In hindsight, it seems strange it has taken us so long to figure this out in the computing field. Applications elsewhere might be even more important.
In programming, the use of unit tests and acceptance tests are probably still overshadowed by "it works for me" approaches. It seems easier to get things to work once, declare them "done" and move on. However, once you understand how very coupled programs are, you also understand that any change to a program can cause unexpected effects to appear throughout the rest of the program. Upon seeing this, the only solution is relentless, automated testing. In fact, the rise of automated test suites shows the failure of decoupling. Decoupling is nonetheless still a good guideline -- it's just not a solution for program correctness and stability.
The leaders in our community have seen that you can't just say something works a particular way. You have to test for it. The reason you need tests is because what you're testing can change over time, and this might in fact be why we tripped up.

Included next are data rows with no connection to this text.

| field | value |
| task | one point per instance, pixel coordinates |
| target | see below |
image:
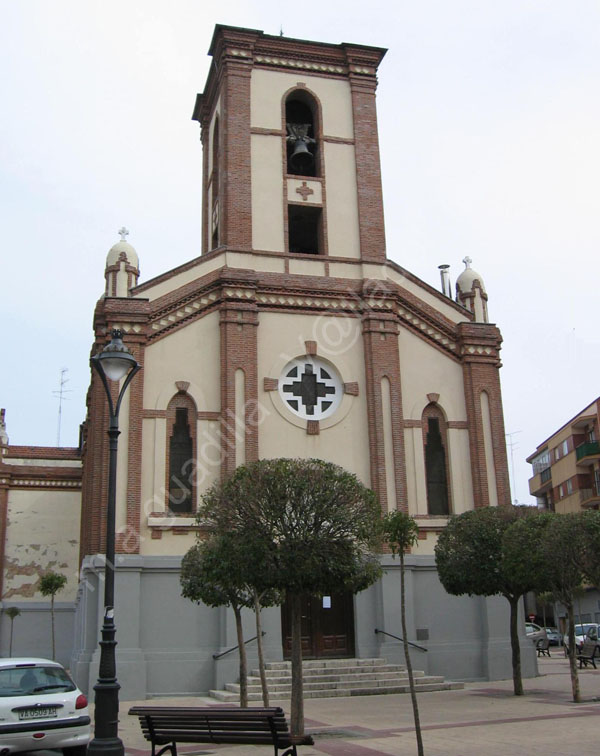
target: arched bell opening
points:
(302, 139)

When you apply the scientific method to discover some principle of the universe, once that principle is uncovered it stays the same. By that reasoning, our code, once written, should also stay the same.
But the reason scientific theories are called so is that, while your current tests might produce results that support the theory, someone might come up with a test in the future that requires a change to the theory. In evolution, for example, it was found that species are stable for periods, then undergo sudden changes -- this is called "punctuated equilibrium" and required changes to the way we look at the theory. In a stretch, you could think of it as "micro-creationism" but for people who don't like evolution this won't help, because all variations of evolutionary theory has things changing -- evolving -- and if you don't like the fact that things change the only thing that will make you happy is a complete repeal of evolution; we'd have to pretend that we don't see species changing over time.
The reason I'm rehashing the basics of science is this: when people are involved, we can't assume that we're dealing with anything as relatively stable as scientific theories. People have the ability to be temporarily anti-entropic, to push things in directions that are ultimately "counter to the natural order of things" (I like to think that things like information and self-actualization are similar to entropy; that they somehow "want" to percolate through the world).
Gerald Weinberg says "Things are the way they are because they got that way ... one logical step at a time." I personally think that the word "logical" is a bit tongue-in-cheek; what I think he means is "logical based on the pressures at the moment," because this maxim is his way of explaining how companies and teams get themselves into completely contorted positions: one "logical" step at a time. If you look at each step, given the conditions and pressures at the moment that decision was made, the individual decision is "logical," even though the sum total of all the decisions may put the team or company into a completely crazy place.
There are two ways to help this situation. The most amazing solution would be to figure out the right set of pressures to prioritize so that the decisions are always going in the right direction to keep a company or team from going to crazy places. I don't think we yet have the tools to do this kind of social engineering; we've only begun to see the possibilities here.
So in the meantime, we need to fall back to the second approach, the one we discovered in our relatively newfound world of software development. Software tends to creep in bad directions, so we have to test it all the time. Human groups (companies and teams) also tend to creep (at least, when you don't know enough to socially engineer them) and so we need tests for those, too.
The example I'm working up to is the company philosophy and mission statement. If you've seen enough of these and the companies they are supposedly guiding, you know there's an almost universal disconnect between what a company says they're about and what they actually do. No one takes the company philosophy seriously because they know that the leaders of the company don't take it seriously. And that's because there's no way to know when it's been violated.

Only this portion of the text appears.